TEATRO - Abbiamo visto: GEMINGA al Teatro Antigone

Sabato, 25 Maggio 2019

Abbiamo visto ieri sera la prima di GEMINGA: la tristallegra storia dell'elefante che provò a scappare dalla casa dei matti al Teatro Antigone, interessante creatura della compagnia Donkey flies when fly lies.

Ilaria Weiss, attrice e regista, e Fabio Manniti sono una bella coppia artistica: riempiono il palco alternando momenti di poesia, di ballo, di canto, di empatia e di ironia, affrontando temi spinosi con leggerezza, raccontando l'ordinarietà della follia e la follia della normalità.

Assolutamente da vedere questo spettacolo perché  parla di matti non come altro da noi da compatire, ma come una parte di noi da riconoscere

Sinossi

La storia racconta la giornata tipo di due persone affette da schizofrenia e disturbo borderline di personalità che condividono la stessa camera di una clinica psichiatrica con un solo letto, una sola sedia, un solo comodino e una sola porzione di pasto; ha inizio quando lei scopre che il suo coinquilino ha tentato di suicidarsi e, da quel momento, scandiscono il tempo che trascorrono lì dentro inventando giochi con i quali descrivono la loro visione della realtà scontrando le loro opinioni su di essa: lui, molto più cinico, vede l'origine dell'Universo nel Big Bang e nelle particelle elementari, lei, assai più fatua, nei cinesi che “hanno fatto le città, il cielo e tutti i meglio mortacci loro”.

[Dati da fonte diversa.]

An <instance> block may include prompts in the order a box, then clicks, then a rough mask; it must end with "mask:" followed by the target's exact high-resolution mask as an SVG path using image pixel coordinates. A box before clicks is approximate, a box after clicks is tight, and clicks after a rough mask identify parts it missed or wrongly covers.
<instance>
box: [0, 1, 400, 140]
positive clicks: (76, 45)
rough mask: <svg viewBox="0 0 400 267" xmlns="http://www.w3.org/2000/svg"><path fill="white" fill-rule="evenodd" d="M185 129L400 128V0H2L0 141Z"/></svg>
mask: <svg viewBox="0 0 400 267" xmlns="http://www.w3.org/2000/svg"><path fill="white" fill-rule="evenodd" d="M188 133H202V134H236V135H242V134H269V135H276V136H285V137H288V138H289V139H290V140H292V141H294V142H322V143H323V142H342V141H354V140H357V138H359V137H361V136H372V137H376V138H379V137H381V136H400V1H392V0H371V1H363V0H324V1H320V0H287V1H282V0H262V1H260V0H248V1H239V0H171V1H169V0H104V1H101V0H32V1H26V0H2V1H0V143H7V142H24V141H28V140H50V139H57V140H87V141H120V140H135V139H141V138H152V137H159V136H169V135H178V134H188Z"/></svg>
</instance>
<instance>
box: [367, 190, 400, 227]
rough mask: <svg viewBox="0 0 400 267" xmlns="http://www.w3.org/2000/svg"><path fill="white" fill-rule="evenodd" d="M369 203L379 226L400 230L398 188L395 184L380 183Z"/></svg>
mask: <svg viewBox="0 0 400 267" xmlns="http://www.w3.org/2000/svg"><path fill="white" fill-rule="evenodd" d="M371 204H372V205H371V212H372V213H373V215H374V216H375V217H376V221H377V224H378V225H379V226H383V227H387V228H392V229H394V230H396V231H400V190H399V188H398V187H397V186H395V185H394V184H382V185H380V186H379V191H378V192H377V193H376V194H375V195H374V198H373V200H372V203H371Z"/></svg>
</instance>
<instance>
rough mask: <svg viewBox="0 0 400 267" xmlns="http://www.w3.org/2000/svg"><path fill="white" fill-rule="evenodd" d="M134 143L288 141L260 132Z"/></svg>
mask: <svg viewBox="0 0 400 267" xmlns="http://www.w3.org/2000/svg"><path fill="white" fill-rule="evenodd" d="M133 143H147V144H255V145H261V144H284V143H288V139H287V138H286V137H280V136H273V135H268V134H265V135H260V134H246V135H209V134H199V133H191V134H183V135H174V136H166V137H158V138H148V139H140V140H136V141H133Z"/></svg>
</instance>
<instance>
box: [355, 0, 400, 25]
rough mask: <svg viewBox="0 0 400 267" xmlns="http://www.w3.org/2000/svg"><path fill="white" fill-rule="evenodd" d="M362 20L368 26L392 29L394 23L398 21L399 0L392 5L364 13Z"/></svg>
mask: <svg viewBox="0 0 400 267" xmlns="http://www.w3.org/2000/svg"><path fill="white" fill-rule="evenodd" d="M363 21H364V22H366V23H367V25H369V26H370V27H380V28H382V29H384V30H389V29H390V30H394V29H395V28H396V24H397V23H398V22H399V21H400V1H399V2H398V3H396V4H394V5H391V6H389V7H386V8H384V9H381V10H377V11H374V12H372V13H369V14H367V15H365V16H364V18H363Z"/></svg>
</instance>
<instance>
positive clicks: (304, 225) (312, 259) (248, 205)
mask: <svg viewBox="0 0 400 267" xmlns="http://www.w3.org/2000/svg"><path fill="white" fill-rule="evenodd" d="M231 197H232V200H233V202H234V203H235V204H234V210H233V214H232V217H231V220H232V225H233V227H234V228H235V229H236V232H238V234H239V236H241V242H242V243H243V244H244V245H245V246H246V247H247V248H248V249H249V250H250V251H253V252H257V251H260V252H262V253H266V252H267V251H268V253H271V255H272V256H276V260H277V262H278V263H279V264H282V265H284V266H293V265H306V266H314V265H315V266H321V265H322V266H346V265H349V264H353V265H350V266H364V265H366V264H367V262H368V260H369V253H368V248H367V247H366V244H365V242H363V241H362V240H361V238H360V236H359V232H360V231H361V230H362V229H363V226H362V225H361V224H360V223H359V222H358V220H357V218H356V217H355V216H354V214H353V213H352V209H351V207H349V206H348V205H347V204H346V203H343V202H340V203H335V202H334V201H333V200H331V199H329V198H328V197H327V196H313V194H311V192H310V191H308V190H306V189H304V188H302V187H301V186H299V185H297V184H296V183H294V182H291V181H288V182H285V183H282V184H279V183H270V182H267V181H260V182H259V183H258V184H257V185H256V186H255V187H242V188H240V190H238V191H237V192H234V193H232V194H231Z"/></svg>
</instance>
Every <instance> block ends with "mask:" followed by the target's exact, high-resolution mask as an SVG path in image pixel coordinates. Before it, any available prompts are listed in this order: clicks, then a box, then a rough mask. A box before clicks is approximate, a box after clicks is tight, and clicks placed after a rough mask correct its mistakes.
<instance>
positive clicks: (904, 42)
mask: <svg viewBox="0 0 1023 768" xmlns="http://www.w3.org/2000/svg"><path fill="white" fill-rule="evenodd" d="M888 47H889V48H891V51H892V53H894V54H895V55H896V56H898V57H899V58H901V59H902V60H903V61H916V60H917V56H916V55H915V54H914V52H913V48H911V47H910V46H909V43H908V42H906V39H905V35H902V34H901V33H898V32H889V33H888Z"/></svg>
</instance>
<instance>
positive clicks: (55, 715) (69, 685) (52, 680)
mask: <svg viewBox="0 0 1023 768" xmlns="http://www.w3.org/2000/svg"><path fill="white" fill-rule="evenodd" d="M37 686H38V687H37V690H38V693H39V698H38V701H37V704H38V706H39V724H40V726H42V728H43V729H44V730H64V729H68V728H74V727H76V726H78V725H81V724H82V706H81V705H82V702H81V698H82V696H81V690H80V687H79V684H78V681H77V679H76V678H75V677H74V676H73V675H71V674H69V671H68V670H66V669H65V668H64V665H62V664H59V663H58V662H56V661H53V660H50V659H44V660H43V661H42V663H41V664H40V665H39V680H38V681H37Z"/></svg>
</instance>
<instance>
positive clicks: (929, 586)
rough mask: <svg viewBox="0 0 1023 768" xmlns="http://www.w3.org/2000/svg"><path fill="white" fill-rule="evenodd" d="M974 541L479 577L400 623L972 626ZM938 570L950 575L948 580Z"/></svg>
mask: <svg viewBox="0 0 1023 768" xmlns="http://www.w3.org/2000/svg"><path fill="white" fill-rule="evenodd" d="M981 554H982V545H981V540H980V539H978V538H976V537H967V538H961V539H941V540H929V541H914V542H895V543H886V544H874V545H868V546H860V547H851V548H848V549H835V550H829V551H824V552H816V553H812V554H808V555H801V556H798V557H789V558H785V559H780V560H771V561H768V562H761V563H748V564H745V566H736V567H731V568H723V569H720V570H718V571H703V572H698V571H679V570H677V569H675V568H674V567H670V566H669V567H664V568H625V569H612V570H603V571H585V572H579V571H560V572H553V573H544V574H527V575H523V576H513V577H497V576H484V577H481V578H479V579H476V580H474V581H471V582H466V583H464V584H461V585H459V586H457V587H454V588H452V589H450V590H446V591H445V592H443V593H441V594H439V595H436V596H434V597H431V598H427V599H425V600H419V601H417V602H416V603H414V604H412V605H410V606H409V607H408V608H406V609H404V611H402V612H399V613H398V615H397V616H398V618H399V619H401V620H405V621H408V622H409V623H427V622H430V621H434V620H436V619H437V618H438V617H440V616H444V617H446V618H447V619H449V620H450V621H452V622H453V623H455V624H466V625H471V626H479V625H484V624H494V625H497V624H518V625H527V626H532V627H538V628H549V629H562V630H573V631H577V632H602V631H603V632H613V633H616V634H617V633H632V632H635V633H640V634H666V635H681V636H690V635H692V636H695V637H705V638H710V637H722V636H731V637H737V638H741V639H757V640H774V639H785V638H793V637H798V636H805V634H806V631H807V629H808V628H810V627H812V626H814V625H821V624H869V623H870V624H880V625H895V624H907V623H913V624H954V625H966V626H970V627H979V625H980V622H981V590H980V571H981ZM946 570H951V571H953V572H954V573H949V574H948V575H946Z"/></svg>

Una storia d'amore tormentata tra due anime che, come vuole l'entanglement quantistico, una volta toccatesi saranno sempre connesse l'una all'altra, non importa quanto distanti saranno tra loro.

Note di regia

Il malato psichiatrico fa parte di quel piccolo ritaglio di umanità che vive al di fuori dei bordi canonici del conformismo, da dove riesce a vedere da lontano, con estrema lucidità, la miseria Umana dell'Individuo. Ed è forse proprio questo che ci spinge ad isolarli.
I protagonisti di Geminga ci raccontano due facce di un diverso mondo interiore che non appartiene soltanto a loro ma che tocca tutti uno a uno.

Da una parte c'è l'estremo razionalismo quasi privo di sentimento, dall'altra l'impulso emotivo e la meraviglia clownesca di fronte alla vita ma in entrambi la necessità dell'altro per paura dell'abbandono. Il dramma del personaggio altro non vuol essere che un'iperbole della condizione di ciascuno, ma non tanto mostrandone l'aspetto psichiatrico, quanto soffermandosi su quello umano. Ed è questo che ci spinge ad affezionarci alle loro storie infelici, del tentato suicidio di lui e dell'ossessiva ricerca di un amore nocivo per lei, tralasciando il giudizio severo di chi nella vita non si è mai sentito perduto, abbracciando invece la natura umana con umorismo e tenerezza.